Three generations of women grapple with good intentions gone wrong as a hurricane barrels towards the coast of Maine. In 2008, Skye visits her grandmother and confronts family secrets that unspool in alternating timelines from 1944 to 1970 and back to the present, where the residents of Haven Point brace for major power outages. The stormy atmosphere adds to the drama of this multigenerational family saga that explores how secrets of the past unlock happiness and peace in the present.
A sweeping debut novel about the generations of a family that spends summers in a seaside enclave on Maine’s rocky coastline, for fans of Elin Hilderbrand, Beatriz Williams, and Sarah Blake.

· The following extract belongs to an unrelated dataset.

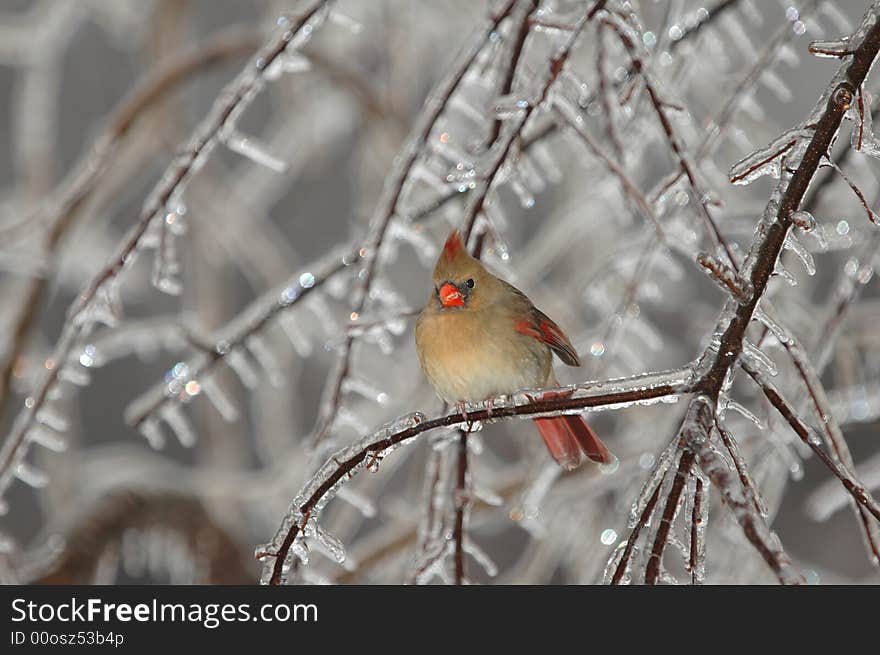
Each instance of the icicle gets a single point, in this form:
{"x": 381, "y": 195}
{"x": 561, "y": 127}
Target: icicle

1944: Maren Larsen is a blonde beauty from a small Minnesota farming town, determined to do her part to help the war effort––and to see the world beyond her family’s cornfields. As a cadet nurse at Walter Reed Medical Center, she’s swept off her feet by Dr. Oliver Demarest, a handsome Boston Brahmin whose family spends summers in an insular community on the rocky coast of Maine.
1970: As the nation grapples with the ongoing conflict in Vietnam, Oliver and Maren are grappling with their fiercely independent seventeen-year-old daughter, Annie, who has fallen for a young man they don’t approve of. Before the summer is over a terrible tragedy will strike the Demarests––and in the aftermath, Annie vows never to return to Haven Point.
2008: Annie’s daughter, Skye, has arrived in Maine to help scatter her mother’s ashes. Maren knows that her granddaughter inherited Annie’s view of Haven Point: despite the wild beauty and quaint customs, the regattas and clambakes and sing-alongs, she finds the place––and the people––snobbish and petty. But Maren also knows that Annie never told Skye the whole truth about what happened during that fateful summer.
Over seven decades of a changing America, through wars and storms, betrayals and reconciliations, Virginia Hume’s Haven Point explores what it means to belong to a place, and to a family, which holds as tightly to its traditions as it does its secrets.